Tools, of course, are only part of the equation. The other side of this coin is training and awareness.
It is evident that many organizations believe that there isn't enough being done to make employees aware of security. For many companies, the main issue is complexity. While we may try to make things more transparent for the average user, the reality is that we need to explain some of the complexities of what happens in the background (it's not all just magic, you know?).
Awareness and training seems to focus on security policies, network security and security management. This doesn't mean that policies were the main focus. Technologies certainly did round out the rest of the training overall, with cryptology coming in last at 35 percent, which as an aside, makes me wonder about the usefulness of Bachelor's of Information Security that focus solely on cryptology as the basis of the degree.
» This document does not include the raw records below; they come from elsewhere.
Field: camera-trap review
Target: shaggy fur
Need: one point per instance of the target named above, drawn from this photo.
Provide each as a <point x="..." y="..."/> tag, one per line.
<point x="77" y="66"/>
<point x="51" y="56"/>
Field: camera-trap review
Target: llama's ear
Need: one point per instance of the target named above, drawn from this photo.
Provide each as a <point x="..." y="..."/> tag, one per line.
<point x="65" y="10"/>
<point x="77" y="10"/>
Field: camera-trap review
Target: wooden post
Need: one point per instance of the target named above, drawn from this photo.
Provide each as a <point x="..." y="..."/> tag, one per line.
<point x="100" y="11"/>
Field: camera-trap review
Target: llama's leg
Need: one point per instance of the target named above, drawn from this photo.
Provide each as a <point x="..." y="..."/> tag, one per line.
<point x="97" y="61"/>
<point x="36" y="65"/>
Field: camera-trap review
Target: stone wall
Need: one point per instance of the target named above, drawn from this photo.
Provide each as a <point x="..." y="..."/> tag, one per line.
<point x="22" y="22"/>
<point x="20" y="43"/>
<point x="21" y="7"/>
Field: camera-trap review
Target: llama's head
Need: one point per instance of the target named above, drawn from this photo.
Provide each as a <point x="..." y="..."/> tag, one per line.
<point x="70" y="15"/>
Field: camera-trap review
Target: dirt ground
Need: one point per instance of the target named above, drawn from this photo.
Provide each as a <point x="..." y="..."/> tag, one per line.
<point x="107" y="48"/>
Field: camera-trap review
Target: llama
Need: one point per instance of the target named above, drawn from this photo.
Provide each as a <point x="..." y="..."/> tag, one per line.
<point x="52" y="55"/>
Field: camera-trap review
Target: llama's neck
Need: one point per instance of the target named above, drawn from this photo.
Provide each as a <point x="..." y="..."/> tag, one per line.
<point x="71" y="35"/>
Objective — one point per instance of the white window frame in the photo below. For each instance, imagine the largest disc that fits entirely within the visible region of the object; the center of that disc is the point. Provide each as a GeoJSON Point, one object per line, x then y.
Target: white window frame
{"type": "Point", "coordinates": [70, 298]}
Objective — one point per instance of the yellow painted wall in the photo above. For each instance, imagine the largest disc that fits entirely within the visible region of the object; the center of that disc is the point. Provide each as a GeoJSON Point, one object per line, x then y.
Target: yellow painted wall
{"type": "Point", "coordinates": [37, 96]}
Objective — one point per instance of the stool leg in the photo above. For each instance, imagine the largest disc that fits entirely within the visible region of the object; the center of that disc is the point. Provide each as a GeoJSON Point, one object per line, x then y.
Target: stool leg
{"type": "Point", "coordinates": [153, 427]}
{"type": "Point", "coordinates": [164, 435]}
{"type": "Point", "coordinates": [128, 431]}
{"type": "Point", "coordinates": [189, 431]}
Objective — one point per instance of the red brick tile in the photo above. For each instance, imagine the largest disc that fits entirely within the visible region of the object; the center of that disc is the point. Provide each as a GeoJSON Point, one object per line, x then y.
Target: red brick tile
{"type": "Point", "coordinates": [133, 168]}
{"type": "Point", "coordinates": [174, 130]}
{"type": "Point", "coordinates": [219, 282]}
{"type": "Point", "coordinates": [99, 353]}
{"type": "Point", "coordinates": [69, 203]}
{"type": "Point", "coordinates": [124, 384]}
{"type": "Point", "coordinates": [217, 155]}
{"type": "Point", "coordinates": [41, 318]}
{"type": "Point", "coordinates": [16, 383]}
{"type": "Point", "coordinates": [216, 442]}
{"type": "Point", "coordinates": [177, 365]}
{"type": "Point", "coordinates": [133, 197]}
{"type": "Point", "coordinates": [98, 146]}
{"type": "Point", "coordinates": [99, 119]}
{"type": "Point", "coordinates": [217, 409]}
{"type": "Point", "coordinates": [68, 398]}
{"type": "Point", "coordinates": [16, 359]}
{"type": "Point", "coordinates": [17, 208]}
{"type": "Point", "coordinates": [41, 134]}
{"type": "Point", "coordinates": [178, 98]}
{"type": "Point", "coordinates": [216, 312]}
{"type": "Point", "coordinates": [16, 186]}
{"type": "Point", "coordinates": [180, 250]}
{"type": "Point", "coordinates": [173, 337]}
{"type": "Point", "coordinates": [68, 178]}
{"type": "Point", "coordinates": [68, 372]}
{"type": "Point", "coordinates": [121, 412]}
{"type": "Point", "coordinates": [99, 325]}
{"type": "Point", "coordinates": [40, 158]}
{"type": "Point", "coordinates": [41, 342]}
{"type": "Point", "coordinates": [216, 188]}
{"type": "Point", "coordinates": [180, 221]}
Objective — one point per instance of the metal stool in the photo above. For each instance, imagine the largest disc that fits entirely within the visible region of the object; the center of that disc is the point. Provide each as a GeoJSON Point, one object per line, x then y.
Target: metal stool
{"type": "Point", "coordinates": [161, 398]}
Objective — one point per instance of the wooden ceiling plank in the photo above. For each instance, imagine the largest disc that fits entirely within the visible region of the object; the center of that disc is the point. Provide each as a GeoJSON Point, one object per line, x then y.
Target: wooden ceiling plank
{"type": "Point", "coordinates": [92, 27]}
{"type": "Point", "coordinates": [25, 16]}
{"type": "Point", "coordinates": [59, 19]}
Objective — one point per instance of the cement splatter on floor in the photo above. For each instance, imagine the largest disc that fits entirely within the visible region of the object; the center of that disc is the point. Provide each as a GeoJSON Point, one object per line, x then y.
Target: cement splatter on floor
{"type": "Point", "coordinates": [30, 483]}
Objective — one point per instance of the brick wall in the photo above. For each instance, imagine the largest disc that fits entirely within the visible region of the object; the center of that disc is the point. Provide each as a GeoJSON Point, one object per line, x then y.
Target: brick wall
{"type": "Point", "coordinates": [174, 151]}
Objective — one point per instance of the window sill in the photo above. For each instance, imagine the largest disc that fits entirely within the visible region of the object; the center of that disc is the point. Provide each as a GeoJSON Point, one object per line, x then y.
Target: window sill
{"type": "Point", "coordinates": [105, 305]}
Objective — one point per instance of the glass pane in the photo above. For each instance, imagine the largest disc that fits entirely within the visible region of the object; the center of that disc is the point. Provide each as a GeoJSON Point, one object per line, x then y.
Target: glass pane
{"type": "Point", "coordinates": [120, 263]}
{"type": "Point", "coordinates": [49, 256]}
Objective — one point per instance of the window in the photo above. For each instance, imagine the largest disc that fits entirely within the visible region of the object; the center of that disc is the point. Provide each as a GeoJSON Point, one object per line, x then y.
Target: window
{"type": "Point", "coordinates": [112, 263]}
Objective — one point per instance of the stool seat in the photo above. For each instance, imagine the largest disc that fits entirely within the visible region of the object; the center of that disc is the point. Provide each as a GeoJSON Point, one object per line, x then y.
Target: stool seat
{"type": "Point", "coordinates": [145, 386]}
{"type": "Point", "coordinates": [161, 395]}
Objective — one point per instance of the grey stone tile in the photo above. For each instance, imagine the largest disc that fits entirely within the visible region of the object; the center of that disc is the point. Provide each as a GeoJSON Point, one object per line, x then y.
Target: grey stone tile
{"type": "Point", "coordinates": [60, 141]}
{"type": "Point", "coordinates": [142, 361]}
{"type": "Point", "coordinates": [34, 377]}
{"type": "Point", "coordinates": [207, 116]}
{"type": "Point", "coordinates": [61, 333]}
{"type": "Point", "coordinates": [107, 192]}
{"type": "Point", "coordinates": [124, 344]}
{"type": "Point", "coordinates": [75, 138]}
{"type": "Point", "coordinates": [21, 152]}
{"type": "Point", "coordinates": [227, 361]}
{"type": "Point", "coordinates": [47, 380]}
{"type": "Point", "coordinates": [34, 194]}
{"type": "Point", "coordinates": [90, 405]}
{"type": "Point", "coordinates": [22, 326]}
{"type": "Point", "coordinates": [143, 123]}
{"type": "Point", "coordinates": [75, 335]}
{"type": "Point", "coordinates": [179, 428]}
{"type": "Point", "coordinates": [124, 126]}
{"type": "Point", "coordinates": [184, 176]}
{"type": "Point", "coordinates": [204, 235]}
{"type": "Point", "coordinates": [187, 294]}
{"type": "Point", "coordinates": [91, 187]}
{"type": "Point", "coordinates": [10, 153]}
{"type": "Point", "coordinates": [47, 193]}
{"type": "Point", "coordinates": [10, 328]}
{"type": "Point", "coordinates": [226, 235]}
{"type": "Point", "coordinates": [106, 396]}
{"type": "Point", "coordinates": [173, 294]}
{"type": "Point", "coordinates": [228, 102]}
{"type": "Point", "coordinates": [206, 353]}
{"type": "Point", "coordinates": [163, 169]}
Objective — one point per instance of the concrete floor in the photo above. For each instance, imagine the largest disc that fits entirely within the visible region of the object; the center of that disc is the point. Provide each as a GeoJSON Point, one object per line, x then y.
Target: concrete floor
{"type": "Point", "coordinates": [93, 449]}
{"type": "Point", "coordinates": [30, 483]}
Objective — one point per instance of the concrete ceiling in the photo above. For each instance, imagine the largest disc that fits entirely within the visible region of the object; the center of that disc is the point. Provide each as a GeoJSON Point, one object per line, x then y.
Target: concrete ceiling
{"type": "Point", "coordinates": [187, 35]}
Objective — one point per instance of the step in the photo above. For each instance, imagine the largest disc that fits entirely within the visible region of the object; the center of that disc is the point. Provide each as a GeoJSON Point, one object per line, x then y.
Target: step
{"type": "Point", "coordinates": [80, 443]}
It's also interesting to note that companies are pulling out of information sharing organizations. The idea of full disclosure seems to be waning for some, probably propelled by the concept of negative publicity. It seems that the primary response to a security breach is to patch the system. The idea of pursuing legal avenues seems still something that isn't widely pursued. Sure, the figures have gone up from last year, but still remains below what was first reported several years ago at 30 percent. The fear of negativity publicity still remains the reason why. And it's not surprising, given recent events in regards to private information violations of late that have resulted in class-action lawsuits. Over three-quarters were well aware of why law enforcement needs to hear it but still preferred to not report it.
Sarbanes-Oxley made an even bigger impact this year with more respondents indicating that it raised the level of interest in security. This Act has probably done more to improve security than most realize. I suspect we'll see even more of a SOX effect next year as organizations continue to get up to speed.
The survey included an open-ended question as to what is the most critical security issue an organization will face over the next couple of years. Viruses and worms only came in at fourth place (and yet, it's the number one form of attack). Data protection and application software vulnerabilities were number one. Not surprising since these are the items that get the most attention.
Perhaps it's time we started breaking our old habits and adopt new ones that addresses issues that really shouldn't be issues. Shouldn't viruses and worms be a passé form of attack in this day and age of robust computing and systems management?